The ‘Save Our Shirt’ Campaign Revealed
Now we know that the Huddersfield Town kit is another stunt that can be added to the list, with Paddy Power confirming that the original kit was nothing more than a prank. Many suspected as much, but most imagined that the Irish bookmaker would simply swap the giant logo for a much smaller one once the initial publicity stunt had worked its magic. Instead, they’ve asked for the logo to be removed entirely.
The idea behind the campaign is to ask companies, including fellow betting sites, to remove logos from football shirts entirely. Paddy Power have said that football shirts ‘are not billboards’. The company’s Managing Director, Victor Corcoran, said:
Shirt sponsorship in football has gone too far. We accept that there is a role for sponsors around football, but the shirt should be sacred. So, today we are calling on other sponsors to join the Save Our Shirt campaign, and give something back to the fans. As a sponsor, we know our place, and it’s not on your shirt.
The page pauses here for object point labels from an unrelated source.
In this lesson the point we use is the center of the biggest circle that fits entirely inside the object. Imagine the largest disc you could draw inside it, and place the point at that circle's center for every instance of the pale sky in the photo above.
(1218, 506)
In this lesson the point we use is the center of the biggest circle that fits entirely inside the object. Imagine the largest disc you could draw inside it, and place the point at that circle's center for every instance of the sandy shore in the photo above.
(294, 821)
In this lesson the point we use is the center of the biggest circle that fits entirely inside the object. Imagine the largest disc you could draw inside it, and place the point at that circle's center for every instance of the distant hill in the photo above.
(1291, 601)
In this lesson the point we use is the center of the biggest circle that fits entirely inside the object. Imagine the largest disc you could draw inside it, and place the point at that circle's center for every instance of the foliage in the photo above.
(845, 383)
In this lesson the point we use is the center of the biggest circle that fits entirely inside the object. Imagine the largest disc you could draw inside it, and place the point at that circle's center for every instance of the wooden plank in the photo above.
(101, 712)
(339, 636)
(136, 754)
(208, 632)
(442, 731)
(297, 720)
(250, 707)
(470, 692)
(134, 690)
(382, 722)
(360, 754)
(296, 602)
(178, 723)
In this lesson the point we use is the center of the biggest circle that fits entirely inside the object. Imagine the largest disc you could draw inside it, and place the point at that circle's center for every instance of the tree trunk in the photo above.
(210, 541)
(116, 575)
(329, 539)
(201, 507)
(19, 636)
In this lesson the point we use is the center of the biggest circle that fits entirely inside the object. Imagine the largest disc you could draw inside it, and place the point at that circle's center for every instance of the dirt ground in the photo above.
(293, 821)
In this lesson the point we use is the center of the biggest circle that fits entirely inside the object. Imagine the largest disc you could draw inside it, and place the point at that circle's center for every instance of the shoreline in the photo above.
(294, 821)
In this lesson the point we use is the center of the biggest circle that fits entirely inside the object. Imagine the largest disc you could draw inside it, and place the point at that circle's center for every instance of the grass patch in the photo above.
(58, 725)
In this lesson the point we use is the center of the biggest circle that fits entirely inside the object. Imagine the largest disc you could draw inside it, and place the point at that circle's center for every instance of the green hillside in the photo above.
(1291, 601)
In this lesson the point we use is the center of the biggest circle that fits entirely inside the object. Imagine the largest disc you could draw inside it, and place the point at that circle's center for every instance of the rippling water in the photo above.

Paddy Power has also chosen to donate the sponsorship of the club’s training kits to the charitable Huddersfield Town Foundation. It wasn’t just the home kit that Paddy Power used to make its point, either. The away kit also featured logos from the bookmaker, which celebrated the club’s one hundred and ten year history by having one hundred and ten paddy power logos on it.
Is It Really About ‘Saving Shirts’?
Whilst the initial notion of trying to stop football shirts from being taken over for shameless promotion by various companies, it’s likely that Paddy Power’s real reason for the campaign is about more than that. With more than half of the teams in England’s top two divisions due to be sponsored by betting companies this season, the Irish bookie needed to find something different to take on the competition.
According to Joel Seymour-Hyde, who is the Head of UK Operations at Octagon, the advertising agency that worked with Paddy Power for the campaign, the bookmaker was the perfect company to do this because they’ve long combined sports betting with ‘mischief’. Having been involved in other campaigns around single issues, the company has history of doing just this sort of thing.
The encouragement to get other betting companies to also drop their logos on football shirts was never likely to pay off, it has gained Paddy Power a wealth of publicity that money can’t buy. They have the photos of the Huddersfield Town kit emblazoned with their logo in the public domain, as well as the ‘good will’ that accompanies not having a logo on it at all. Some will argue it’s the perfect advertising campaign.